Però, la sanità pubblica di certo non rende semplice il ruolo delle famiglie. Non è d’accordo?

“Dirò di più: non possiamo pensare che dalla chiusura dei manicomi a oggi, la strada per la cura della mente - e dell’anima - sia la lobotomizzazione del paziente con gli psicofarmaci. Attenzione, non sono contro la chimica. So bene che in alcuni casi è necessaria. Ma non da sola. L’ascolto e la chimica sono complementari. Ma se i colloqui con un terapeuta durano un quarto d’ora, è chiaro che in quel tempo non ho possibilità di approfondire, di chiedere al paziente della sua vita. Quella che è una risorsa - che poi si trasforma in terapia - viene a mancare. Dovremmo pensare a day hospital psichiatrici, che costano meno dei reparti ospedalieri, ma che sono presidi di riferimento costanti per le famiglie che vogliono portare un figlio quando esce da scuola o un parente adulto. Perché una regione non dissemina il proprio territorio di centri come questo? In un quarto d’ora, un terapeuta può quasi soltanto prescrivere psicofarmaci e passare al paziente successivo. La verità è che da quarant’anni a questa parte la psichiatria è stata lasciata sola a occuparsi dei pazienti. Perché c’è un interesse affinché il medico di base o la struttura sanitaria di igiene mentale consumino psicofarmaci”.

Si discute di residenze per l’esecuzione delle misure di sicurezza (Rems), di strutture di tutela per le persone affette da disturbi. Lei cosa ne pensa?
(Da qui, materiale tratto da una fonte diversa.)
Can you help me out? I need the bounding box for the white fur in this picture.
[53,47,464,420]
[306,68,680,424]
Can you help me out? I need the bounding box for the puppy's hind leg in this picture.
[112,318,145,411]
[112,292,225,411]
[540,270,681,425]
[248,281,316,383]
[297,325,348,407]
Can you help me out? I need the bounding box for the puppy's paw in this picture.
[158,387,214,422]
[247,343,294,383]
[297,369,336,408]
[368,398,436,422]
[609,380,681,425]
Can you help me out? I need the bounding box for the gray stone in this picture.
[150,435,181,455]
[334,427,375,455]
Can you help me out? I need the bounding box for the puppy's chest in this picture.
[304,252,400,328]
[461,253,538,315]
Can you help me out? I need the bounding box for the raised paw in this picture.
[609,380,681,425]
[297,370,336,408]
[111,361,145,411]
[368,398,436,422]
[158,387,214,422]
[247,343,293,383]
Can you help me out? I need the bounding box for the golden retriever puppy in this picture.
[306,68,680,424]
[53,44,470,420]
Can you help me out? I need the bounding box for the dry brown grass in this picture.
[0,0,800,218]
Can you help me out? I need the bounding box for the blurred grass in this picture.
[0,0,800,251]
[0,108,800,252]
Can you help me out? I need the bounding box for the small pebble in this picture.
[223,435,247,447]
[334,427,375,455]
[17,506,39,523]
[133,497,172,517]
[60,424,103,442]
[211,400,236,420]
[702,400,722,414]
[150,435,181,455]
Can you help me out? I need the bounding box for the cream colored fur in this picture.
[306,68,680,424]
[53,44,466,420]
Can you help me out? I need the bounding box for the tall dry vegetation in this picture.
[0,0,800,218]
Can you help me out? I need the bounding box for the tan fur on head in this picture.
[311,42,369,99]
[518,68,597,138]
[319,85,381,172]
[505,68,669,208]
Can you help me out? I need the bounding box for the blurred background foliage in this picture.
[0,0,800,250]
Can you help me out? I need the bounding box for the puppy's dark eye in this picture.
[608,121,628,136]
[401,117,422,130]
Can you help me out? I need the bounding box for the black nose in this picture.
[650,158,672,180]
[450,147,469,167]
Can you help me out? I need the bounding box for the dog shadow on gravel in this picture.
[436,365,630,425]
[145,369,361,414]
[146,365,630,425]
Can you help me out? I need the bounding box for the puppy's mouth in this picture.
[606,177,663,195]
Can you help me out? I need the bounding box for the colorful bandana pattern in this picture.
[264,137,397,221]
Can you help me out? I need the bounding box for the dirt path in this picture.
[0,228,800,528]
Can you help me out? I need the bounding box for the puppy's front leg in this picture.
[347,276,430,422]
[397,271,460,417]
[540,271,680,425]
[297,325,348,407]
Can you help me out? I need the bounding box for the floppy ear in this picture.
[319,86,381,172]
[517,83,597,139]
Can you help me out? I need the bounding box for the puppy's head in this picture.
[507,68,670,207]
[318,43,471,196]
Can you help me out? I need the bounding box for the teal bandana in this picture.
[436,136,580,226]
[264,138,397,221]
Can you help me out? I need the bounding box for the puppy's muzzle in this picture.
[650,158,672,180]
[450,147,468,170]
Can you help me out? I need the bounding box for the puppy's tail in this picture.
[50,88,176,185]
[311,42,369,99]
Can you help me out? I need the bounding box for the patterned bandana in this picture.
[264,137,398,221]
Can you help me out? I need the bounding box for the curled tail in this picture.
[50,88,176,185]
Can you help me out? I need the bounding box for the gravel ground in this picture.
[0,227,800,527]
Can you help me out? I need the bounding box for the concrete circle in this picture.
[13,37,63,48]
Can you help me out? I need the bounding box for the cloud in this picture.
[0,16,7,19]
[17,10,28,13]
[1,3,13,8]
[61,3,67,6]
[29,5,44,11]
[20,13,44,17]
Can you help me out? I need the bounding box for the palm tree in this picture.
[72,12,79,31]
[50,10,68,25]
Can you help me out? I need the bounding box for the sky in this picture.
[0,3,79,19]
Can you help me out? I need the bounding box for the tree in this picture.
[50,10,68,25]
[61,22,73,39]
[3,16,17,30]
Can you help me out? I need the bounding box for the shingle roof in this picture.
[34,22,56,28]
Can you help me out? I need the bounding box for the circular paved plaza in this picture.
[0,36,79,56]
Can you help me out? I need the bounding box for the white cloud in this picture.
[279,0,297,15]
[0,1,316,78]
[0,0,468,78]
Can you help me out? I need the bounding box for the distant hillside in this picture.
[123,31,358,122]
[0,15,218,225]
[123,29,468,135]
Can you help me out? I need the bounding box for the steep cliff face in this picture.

“Franco Basaglia (ispiratore della legge n.180/78 che dispose la chiusura dei manicomi, ndr) non era uno da pacche sulle spalle e “Viva la libertà”. Conosceva l’importanza di una terapia farmacologica, se necessaria. Ma chiudere i manicomi fu una decisione importantissima: c’erano 110 mila persone chiuse lì dentro. Senza diritti. Ma io che l’ho conosciuto, di quell’approccio rivendico l’attenzione alla libertà del paziente. Quella conquistata dalle persone uscite dai manicomi è stata terapeutica. Il pittore americano Jean-Michel Basquiat era un genio sregolato. Così come Van Gogh. Cosa avremmo dovuto fare con Basquiat, metterlo in prigione e lasciare che il suo genio artistico morisse in cella? Mi ricordo che quando morì Primo Levi molti di noi vennero accusati di averlo ucciso senza averlo curato. Non esiste uno psicofarmaco che cancelli la memoria dei lager. Bisogna comprendere che il dolore, la sofferenza mentale esistono. La psichiatria deve aiutare a conviverci. Da psichiatra io devo rispettare la creatività, il genio e l’unicità del mio paziente ma anche tutelare il microcosmo che lo circonda. Avrei voluto essere capace di aiutare prima quell’uomo che ha ucciso a bastonate la dottoressa. Perché parte di quel delitto è inscritto nella sua enorme solitudine. E i social ingigantiscono tutto: se uno è paranoico, da solo in balia della rete peggiora”.

Dopo la morte della psichiatra sono tornati in auge i gruppi social “antipsichiatria”. In alcuni di questi ci si rallegrava per la sorte della dottoressa: “Una in meno”. È un fenomeno di cui preoccuparsi?

“Tutto ciò mi fa molta tristezza. È una cosa odiosa. Ed è frutto di un cinismo e di una cultura antiscientifica che hanno trionfato in questa bella Italietta un paio di anni fa. Così come non ti fidi dello psichiatra, non ti fidi del medico di base che ti prescrive un farmaco o del chirurgo che ti opera. È un grido contro qualsiasi forma di assistenza. Ma tornare a curarsi con le ragnatele non è possibile”.